I go to bed around 7 pm most nights which puts me on the same bedtime schedule as very small children and very old people. My grandmother frequently went to bed around 7 pm but woke up at 2 am almost every night for her ritual of a Little Debbie treat and a glass of milk. Then she watched Dateline reruns until she passed out. I miss her.
Anyway, I digress. I go to sleep at 7 pm when my husband takes over for his night-time shift. She’s very little and has a stomach to match so she drinks 4 oz every 2-3 hours after which she throws her legs straight up in the air to fart and then falls back asleep. It works for her and I’m proud of her. He sleeps in this little daybed we have in her nursery when she’s settled and then wakes when she wakes for another feeding. My husband keeps up this song and dance until 2:30 - 3:30 am when he wakes me up and I take over. Most of the time she’s done with her crib and wants to be taken downstairs to the living room where she eventually falls back asleep anyway and I spend the early morning doing chores or watching YouTube videos while mainlining coffee. On nights he raids the schedule is different and I’m the one watching her until 10 or 11 pm.
It’s a broken way to sleep but it’s certainly better than contact napping. Yes, it’s nice and sweet to hold your baby while they sleep but it also kills your shoulders and it is mind-numbing. I would be scared to fall asleep with my daughter in my arms that I would bite the absolute shit out of the inside of my mouth to keep myself awake. I’m so terrified of SIDs and of losing her that I don’t care about how much caffeine I’m consuming or how I’m shedding a concerning amount of hair with every shower.

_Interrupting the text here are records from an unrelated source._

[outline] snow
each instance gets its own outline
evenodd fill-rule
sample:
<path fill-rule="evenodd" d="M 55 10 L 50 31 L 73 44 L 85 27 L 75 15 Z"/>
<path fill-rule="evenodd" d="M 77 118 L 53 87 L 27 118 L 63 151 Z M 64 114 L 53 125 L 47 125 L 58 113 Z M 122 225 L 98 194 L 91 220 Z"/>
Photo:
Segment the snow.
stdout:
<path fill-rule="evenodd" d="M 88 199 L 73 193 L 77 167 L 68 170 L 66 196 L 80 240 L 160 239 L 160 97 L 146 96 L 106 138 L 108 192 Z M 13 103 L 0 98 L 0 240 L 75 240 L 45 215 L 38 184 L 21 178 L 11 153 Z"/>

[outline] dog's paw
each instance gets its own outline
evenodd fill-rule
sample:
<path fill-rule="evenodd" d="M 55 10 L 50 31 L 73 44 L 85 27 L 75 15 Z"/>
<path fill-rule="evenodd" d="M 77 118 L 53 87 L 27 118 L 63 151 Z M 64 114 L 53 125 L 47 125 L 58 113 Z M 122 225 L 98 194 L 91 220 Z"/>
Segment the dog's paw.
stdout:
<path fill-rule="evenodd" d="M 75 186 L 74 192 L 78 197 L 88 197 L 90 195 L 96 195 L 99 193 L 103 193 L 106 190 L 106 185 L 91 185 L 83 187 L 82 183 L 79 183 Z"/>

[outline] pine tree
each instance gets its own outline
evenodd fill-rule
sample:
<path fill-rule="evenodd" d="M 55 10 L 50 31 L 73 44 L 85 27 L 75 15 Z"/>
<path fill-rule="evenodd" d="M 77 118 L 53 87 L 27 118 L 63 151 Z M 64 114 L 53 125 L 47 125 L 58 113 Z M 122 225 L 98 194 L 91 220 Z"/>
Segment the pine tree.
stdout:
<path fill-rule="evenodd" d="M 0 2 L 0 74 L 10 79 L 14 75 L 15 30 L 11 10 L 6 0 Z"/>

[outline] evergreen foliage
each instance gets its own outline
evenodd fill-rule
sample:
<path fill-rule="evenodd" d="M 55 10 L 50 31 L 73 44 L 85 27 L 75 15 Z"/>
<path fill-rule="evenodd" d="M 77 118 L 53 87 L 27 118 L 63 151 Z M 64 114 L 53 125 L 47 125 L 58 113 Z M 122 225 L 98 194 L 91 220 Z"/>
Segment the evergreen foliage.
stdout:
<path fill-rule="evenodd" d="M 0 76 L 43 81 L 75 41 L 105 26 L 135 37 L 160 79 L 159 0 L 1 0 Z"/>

In the early days, I woke up with every sniffle and groan she made in her sleep. Babies, if you don’t know, make so much goddamn noise when they sleep. Especially newborns. Sometimes she just randomly shrieks, screams, and grunts. I’ve gotten used to it which is a strange thing to get used to. She doesn’t even weigh 20 lbs and she’s scared me more than anything else in the world ever has. I love her and I’m terrified of her. She’s tiny, pink, and farts like a freight train.